Bob: Barbara has what they call Brainstem Multiple Sclerosis, which attacks the brain, and then the signal to different parts of her body doesn’t quite get there. It’s a terrible disease. What it does, it just picks away at you a little at a time. It’ll take away your mobility. Barbara’s been very blessed. In some cases, people can’t even feed themselves.
Bob: She did quite well for a lot of years. [And] she became very sepsis because of the shots. She was in a research hospital in Boston, Massachusetts for three weeks in a coma. We all thought we were going to lose her back then.
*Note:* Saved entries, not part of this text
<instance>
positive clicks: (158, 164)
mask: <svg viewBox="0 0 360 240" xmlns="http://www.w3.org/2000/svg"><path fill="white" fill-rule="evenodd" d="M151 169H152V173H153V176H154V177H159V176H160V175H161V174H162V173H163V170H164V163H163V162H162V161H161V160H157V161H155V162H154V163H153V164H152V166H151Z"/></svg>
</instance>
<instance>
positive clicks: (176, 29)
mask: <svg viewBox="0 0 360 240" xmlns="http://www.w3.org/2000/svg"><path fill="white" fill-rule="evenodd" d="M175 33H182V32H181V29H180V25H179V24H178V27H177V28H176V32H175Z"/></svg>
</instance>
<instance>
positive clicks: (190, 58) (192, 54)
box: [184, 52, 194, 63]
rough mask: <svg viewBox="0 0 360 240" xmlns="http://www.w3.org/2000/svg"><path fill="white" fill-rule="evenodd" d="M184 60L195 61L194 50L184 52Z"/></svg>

Bob: And the doctors grabbed me and said, “The next 48 hours are very crucial whether your wife lives or dies.” And I’ll never forget that day as long as I live. I felt so alone.
Bob: Three weeks she was in a coma, and then she finally came out of that coma. And in 45 minutes she came out of that coma. They had a team of 40 doctors trying to figure out what was going on with her, and they said to me, “We don’t understand what happened.” I said I know what happened. She was saved by the love of Christ. And it was just a blessing.
“There may not be a silver lining in the disease itself, but there’s hope. Always hope”
Bob: My job changed and my insurance changed and bam! All of a sudden the bills started coming in. And I said to her doctor, “I can’t afford this. I don’t know what I’m going to do. I want my wife to keep getting it, but I don’t know what to do.” And he suggested The Assistance Fund. There are funds available to people with MS and other diseases.
Bob: So we went ahead and looked up The Assistance Fund. Put in our application, figuring we were going to be denied, but praise god—they accepted her and it has been a lifesaver. It’s just a true blessing.
Bob: For a woman that’s been sick 41 years, you’d never know that she had MS for 41 years. We’re in that pool. We’re on that motorcycle. We’re living our life.
Barbara: I think it’s your attitude, (an) “I’m gonna beat this” attitude.
Bob: The Assistance Fund, I said it earlier and I’ll say it again, God bless you. The people that donate to that and can support that. They have no idea how they’re touching the lives of normal people like us.
Bob: You just never give up. And always look forward. Don’t ever look back. There may not be a silver lining in the disease itself, but there’s hope. Always hope.